We took advantage of opera broadcasting in our publicity and marketing. Some of the opera goers seem somewhat resistant in their acceptance of non-Western cultures. By contrast, at the same time, many opera goers welcomed Kabuki as a world cultural heritage, and expressed enthusiasm towards Kabuki. This is a far better, more favourable reaction than we expected.
Through the three programs, Nezumi: The Japanese Robin Hood (March 26), Dojoji - A Lover's Duet (March 28), and The Sentimental Plasterer (March 28), the diversity of Kabuki was introduced from multiple points. The crisp images of HD captured the exciting scenes created by Kanzaburo and Mitsugoro. The beauty of the dances by Tamasaburo and Kikunosuke blossomed on the full screen through the striking colours of digital images; it was a breathtaking experience for the audience.
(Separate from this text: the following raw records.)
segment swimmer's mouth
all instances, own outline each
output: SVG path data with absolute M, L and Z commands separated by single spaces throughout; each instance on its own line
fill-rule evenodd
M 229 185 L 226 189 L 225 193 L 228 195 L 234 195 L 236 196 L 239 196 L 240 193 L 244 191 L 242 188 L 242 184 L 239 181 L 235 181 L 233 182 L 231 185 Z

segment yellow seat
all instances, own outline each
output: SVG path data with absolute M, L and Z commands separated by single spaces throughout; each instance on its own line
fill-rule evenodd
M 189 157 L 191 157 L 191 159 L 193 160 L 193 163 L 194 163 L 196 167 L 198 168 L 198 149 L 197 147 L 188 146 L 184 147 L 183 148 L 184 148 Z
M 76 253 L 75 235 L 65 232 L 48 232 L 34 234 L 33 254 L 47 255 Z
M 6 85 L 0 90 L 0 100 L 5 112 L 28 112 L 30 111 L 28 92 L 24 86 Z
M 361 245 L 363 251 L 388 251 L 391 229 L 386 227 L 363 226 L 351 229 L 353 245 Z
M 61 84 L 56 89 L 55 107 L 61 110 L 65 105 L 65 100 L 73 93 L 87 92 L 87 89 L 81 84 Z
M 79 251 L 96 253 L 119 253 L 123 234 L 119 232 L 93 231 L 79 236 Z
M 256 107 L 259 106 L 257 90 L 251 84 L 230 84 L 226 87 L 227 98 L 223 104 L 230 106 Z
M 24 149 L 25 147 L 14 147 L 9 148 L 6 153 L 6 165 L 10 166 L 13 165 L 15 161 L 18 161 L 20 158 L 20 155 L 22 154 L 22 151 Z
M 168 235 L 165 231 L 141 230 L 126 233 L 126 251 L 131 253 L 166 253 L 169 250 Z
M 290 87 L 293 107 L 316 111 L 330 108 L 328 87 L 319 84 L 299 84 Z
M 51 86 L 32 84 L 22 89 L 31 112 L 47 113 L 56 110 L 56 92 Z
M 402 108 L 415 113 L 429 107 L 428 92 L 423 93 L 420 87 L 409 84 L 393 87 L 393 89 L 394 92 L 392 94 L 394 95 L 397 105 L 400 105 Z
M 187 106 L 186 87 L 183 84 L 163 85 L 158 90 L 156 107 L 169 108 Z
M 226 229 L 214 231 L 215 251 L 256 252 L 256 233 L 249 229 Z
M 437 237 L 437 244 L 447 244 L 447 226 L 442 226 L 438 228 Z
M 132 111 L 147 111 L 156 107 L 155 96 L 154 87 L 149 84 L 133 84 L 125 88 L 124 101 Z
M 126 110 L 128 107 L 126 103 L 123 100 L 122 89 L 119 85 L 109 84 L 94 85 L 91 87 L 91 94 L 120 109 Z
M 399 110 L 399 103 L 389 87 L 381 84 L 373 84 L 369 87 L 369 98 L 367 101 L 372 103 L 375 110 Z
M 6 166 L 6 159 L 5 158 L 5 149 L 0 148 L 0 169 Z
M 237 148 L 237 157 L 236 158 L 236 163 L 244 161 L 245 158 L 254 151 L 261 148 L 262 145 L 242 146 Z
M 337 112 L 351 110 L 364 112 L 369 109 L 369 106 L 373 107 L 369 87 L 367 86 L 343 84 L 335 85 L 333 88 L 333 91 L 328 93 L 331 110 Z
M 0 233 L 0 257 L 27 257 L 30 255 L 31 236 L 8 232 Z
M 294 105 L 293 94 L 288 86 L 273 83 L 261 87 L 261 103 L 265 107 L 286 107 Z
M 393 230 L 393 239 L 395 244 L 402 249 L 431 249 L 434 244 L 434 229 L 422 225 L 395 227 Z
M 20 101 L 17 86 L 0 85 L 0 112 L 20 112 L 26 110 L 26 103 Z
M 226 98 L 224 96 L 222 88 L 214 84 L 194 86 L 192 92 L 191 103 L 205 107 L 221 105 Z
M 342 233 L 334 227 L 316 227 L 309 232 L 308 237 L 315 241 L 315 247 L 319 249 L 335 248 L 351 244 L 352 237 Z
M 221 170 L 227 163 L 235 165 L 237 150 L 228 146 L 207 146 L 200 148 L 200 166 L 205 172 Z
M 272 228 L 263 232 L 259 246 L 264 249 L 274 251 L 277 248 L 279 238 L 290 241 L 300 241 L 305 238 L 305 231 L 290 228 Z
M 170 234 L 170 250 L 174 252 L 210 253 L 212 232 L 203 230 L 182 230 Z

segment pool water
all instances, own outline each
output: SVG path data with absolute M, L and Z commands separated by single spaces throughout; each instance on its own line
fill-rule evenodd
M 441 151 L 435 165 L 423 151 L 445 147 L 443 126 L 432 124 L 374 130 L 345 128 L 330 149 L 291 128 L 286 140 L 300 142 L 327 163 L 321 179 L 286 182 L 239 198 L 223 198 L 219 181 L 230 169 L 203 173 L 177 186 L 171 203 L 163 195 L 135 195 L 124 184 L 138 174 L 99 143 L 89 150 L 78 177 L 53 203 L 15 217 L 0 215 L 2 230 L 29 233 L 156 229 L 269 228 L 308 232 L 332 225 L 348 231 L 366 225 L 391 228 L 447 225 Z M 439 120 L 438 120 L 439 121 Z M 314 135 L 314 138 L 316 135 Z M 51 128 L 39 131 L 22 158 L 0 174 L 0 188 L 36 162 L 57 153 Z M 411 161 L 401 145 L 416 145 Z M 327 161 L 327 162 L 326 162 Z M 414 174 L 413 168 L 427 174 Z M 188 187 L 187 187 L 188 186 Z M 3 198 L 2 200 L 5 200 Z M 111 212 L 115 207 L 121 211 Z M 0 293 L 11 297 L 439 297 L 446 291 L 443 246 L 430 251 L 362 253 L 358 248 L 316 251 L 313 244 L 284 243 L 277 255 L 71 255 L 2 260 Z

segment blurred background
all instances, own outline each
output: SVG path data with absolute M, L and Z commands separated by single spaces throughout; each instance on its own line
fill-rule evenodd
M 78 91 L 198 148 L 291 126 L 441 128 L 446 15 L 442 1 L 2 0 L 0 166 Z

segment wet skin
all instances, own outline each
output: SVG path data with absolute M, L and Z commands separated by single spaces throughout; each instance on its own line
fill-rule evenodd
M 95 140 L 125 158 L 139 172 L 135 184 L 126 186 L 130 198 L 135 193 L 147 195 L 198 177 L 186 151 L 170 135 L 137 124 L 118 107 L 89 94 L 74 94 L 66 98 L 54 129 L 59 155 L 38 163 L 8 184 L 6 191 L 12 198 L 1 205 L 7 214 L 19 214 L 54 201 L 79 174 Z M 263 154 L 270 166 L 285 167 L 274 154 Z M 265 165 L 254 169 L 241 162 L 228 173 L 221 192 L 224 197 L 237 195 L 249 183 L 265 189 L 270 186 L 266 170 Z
We presented the screenings at a commercial theatre with paid admission, and still achieved an attendance of 900, which is remarkable when compared to regular audience number.
A moment before the screening of "Dojoji - A Lover's Duet".
The excitement already fills the atmosphere.
Under the circumstances, the tour abroad of performing groups from Japan in general, not only Kabuki, is becoming increasingly difficult. Cinema Kabuki can be useful as a new tool of cultural exchange. And, by requiring an admission fee, the project cost can be reduced, so it can be an attractive project from the viewpoint of cost performance. Our project in Toronto established a new brand "Cinema Kabuki", and we are exceedingly delighted that we were able to create a workable technical environment and that we have confirmed the existence of an interested audience group which is limited by neither age nor cultural heritage.